Out of the corner of my eye, I notice Carter climbing onto the bed beside us with his full attention on me.
“I’m tired of my best friend getting all the action.” He wound his hand around the back of my head, threading his fingers through my hair. “Open your mouth.”
Darting my tongue out to wet my lips, I willingly let him pull me down until my mouth brushed the tip of his dick. I didn’t stop fucking Kai-I couldn’t stop. My movements turned a bit sloppier as I took Carter the rest of the way but I finally felt whole.
“Fuck, Char.” Carter hissed as my mouth bobbed up and down on him. With one palm resting on Kai’s chest and the other on Carter's dick, I fucked them both with the same fiery passion. Making them both groan in unison, I felt my impending orgasm strike me fast.
“That’s it, harder.” Kai growled as he forced me up and down his length, gritting his teeth in agony.
“You’ll be our fucking whore, McKinney.” Carter grunted as he thrust himself into my mouth. “You’ll take both our dicks whenever and wherever.” His own words seemed to spur him into a frenzy as he fucked my face more forcefully. His blond locks were covered with sweat as his abs constricted with every stab.
“Our whore.” Kai growled. “Just ours.”
As if their dicks weren’t enough to send me over the edge, their words are. I was floating on cloud nine as they used me as their own. Taking what they wanted and throwing me into a pit of ecstasy my body wasn’t used to.
Then it finally hit me.
The feeling I’ve chased for so long.
My body stilled, but I was continuing to be filled earnestly.
I couldn’t cry out my release. I couldn’t even move. All I could do was ride the wave and it felt so fucking good. Tears pricked my vision and soon both men belted out and released deep inside of me. Stars manifested above me, and everything around me faded.
I was reborn.
1
CHARLOTTE
Present
“Bless me, Father, for I have sinned.” The words come out as more of a hushed whisper as I rest my elbows on the podium-like stand in front of me. With closed eyes, I feel more at ease knowing that I’m somewhat concealed behind the opaque confessional screen. But no matter how relaxed I felt, I was still dreading this day. “I had the same dream again.” I force my stare downward, feeling guilt course through me. “It… it made me want things again.” I feel on the urge of tears but hold myself together.
“How long has it been since your last confession?” His shaky voice spoke as my fingers sought out the tiny cross that adorned my neck.
“A month.” I confess. “But this time it was different.” I swallow, remembering the impure thoughts that raced through me that night.

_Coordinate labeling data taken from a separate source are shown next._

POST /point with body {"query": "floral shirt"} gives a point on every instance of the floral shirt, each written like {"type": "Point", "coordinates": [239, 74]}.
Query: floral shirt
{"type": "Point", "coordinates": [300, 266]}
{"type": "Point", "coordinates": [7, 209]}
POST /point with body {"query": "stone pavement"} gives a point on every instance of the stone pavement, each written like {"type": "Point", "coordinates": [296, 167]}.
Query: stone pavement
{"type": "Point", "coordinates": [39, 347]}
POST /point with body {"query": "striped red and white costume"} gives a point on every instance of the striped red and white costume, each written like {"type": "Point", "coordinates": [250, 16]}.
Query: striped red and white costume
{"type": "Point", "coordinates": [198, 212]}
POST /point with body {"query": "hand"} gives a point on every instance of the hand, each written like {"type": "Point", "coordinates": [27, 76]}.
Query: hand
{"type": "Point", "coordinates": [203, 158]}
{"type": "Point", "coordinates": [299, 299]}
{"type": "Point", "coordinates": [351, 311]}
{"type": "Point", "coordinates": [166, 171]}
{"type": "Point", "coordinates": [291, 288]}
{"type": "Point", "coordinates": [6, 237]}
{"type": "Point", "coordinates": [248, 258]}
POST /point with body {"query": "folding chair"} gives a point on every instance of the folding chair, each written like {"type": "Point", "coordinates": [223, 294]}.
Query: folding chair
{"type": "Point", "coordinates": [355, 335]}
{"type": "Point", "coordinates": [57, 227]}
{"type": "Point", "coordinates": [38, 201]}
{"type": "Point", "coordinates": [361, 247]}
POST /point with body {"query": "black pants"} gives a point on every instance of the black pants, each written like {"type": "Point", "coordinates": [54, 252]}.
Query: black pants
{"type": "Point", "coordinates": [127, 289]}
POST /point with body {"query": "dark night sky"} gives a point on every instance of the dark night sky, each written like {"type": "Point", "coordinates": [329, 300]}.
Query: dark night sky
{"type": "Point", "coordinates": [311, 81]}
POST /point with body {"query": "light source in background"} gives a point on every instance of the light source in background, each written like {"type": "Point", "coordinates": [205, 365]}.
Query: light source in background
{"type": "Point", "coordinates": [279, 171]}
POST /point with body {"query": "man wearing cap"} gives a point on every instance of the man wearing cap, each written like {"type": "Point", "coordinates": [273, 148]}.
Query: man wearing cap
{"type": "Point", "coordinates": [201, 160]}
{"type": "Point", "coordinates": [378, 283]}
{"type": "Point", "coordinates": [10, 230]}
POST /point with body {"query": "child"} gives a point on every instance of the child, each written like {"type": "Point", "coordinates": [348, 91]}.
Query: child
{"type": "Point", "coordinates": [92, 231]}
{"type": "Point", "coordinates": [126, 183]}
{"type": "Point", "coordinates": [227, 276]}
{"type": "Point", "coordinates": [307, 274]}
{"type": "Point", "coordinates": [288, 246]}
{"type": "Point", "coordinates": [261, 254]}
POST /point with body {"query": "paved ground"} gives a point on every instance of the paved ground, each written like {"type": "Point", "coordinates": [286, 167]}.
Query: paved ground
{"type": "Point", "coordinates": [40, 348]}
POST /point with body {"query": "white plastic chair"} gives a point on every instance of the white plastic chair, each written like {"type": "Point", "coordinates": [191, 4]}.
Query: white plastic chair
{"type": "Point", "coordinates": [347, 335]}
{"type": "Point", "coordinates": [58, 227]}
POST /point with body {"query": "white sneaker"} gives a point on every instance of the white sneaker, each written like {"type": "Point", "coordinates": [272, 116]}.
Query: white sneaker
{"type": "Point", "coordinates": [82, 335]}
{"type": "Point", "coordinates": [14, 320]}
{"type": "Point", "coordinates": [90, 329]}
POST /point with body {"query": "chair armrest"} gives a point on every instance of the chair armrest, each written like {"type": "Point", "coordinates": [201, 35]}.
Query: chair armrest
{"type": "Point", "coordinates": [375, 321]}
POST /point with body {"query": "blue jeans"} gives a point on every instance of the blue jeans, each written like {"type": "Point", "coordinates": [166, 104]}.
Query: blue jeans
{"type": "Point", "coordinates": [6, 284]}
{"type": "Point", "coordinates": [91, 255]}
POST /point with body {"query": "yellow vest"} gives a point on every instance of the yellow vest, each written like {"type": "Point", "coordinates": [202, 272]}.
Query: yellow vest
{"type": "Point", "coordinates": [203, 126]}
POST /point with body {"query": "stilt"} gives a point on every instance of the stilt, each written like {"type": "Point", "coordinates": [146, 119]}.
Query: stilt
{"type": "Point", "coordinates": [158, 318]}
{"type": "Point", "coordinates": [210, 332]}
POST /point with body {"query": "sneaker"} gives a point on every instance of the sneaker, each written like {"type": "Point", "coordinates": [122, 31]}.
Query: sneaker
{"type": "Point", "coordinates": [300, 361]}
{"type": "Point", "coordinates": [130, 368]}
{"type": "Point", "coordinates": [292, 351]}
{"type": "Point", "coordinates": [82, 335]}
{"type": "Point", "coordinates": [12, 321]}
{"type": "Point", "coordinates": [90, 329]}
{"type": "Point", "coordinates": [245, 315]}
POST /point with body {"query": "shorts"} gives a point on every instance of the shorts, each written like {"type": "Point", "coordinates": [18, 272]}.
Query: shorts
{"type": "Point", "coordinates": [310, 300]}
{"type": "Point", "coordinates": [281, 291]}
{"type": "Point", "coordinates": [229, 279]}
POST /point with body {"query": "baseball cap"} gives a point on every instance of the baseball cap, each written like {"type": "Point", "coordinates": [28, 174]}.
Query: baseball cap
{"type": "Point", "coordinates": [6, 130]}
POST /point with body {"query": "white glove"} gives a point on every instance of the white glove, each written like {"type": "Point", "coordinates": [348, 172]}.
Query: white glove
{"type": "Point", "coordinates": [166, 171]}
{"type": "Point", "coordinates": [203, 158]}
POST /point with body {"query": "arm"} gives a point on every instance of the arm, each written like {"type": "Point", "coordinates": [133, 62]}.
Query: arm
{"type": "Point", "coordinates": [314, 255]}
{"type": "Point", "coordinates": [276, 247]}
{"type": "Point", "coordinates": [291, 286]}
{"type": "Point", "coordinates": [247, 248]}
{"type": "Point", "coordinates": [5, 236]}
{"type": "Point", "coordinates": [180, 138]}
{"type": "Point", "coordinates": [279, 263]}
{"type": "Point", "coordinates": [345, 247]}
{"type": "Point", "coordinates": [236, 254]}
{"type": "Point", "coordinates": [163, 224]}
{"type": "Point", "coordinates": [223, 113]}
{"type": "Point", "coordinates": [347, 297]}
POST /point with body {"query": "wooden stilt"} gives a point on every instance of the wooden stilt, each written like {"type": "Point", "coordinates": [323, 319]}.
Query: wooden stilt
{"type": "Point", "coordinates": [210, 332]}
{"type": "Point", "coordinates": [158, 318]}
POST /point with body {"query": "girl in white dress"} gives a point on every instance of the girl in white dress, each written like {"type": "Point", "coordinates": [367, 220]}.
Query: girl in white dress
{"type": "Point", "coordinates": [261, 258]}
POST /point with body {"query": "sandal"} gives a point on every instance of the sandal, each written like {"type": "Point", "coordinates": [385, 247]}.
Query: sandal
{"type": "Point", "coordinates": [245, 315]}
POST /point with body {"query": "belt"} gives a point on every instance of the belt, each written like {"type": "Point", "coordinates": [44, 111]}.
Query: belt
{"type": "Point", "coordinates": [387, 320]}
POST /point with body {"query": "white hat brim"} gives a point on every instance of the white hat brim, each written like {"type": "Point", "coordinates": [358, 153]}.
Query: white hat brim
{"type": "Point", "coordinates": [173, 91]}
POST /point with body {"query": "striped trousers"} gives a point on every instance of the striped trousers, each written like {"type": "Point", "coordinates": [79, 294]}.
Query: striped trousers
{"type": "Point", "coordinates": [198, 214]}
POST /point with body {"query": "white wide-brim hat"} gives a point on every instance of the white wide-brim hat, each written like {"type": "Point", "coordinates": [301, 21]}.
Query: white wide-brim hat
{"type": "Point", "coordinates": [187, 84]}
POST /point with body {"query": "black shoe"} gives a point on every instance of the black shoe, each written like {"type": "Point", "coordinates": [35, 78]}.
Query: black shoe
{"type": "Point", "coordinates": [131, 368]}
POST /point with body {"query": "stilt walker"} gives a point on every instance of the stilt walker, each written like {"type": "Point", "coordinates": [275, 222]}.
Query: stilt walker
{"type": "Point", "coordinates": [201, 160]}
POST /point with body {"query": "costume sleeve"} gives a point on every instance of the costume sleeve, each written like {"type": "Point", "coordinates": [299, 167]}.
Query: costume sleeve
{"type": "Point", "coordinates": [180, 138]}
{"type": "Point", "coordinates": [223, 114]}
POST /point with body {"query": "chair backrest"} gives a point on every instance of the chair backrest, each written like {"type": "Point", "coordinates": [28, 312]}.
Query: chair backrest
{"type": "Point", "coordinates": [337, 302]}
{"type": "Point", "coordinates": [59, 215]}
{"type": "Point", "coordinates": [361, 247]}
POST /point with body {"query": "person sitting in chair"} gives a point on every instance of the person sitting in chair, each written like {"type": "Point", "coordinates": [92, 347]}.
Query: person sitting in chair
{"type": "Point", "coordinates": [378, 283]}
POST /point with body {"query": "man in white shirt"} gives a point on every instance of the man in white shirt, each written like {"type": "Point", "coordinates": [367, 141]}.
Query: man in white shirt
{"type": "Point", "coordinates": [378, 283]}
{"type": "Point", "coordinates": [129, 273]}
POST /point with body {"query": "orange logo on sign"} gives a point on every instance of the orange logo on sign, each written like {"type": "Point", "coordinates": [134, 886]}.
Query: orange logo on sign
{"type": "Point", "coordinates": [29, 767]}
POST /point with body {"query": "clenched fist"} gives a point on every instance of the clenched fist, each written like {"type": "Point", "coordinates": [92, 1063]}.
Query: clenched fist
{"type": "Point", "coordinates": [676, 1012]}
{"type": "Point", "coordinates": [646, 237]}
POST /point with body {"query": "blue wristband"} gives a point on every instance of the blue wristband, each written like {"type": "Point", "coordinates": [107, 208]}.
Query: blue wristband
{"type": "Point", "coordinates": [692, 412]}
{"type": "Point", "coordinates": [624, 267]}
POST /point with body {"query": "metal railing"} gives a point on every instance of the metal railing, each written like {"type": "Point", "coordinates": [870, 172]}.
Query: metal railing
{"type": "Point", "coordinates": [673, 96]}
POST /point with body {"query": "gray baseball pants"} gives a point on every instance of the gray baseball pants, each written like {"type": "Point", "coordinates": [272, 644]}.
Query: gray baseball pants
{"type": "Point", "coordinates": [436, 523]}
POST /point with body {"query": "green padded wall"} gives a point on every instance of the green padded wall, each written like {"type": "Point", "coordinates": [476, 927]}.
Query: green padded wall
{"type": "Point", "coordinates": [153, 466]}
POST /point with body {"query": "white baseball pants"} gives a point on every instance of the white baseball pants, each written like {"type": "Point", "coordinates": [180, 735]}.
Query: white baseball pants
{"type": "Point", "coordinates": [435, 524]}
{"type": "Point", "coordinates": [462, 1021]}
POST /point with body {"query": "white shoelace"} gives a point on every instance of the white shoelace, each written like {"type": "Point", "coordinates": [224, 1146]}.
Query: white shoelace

I could barely control the urge that was snowballing inside me, it was like I was possessed but I somehow managed to wake myself up.
“How different?” I could hear the confusion in his tone as I twirled my necklace between my fingertips.
“No matter how hard I tried to wake up, it was like my body wouldn’t allow it.” It felt stupid to say, but it was true. It was as if I was reliving that night again. I could feel their skin burning across mine, drowning me in their euphoria as I laid on the bed. My insides were on fire, and the sinister side of me wanted to go up in flames with them.
But I couldn’t allow myself to do it again.
“What do you think may have caused it?” He presses. “Surely, you’re still attending your meetings, correct?”
Nodding, I let out a breath of air. “Yes. Every week.” I admit. “I go to classes, I go to my meetings, I go for a run every morning… I follow the same routine every day.” I shake my head trying to comprehend why I randomly dreamt of that night again. “Nothing out of the ordinary happened.”
There's a brief pause between us when I hear his chair shuffle across the floor.
“Your addiction was powerful, Charlotte.” He reminds me. “When you first arrived here you were suffering gravely, you could barely even focus on your studies.”
Last year was mostly a blur. After my scandal rocked our town and tainted our family’s reputation, I was sent here.
St. Catherine’s School for Young Women.
A boarding school for damaged girls like myself, where they vowed to cure you of your weakness.
“Studies were the least of my issues at that time, Father.” I deadpan, remembering the initial sting of my sin. As the daughter of the respectable Mayor McKinney, the last thing he needed was a sex obsessed daughter who had a viral sex video sent out to the world. It was a harsh blow to his campaign, his reputation and his role as a doting father. I couldn’t even look him in the face after what happened, I was an embarrassment to the family, and they did what any sane parents would have done. They banished me here, hoping to rid me of my addiction. In reality, they couldn’t deal with the shame of not having a flawless daughter.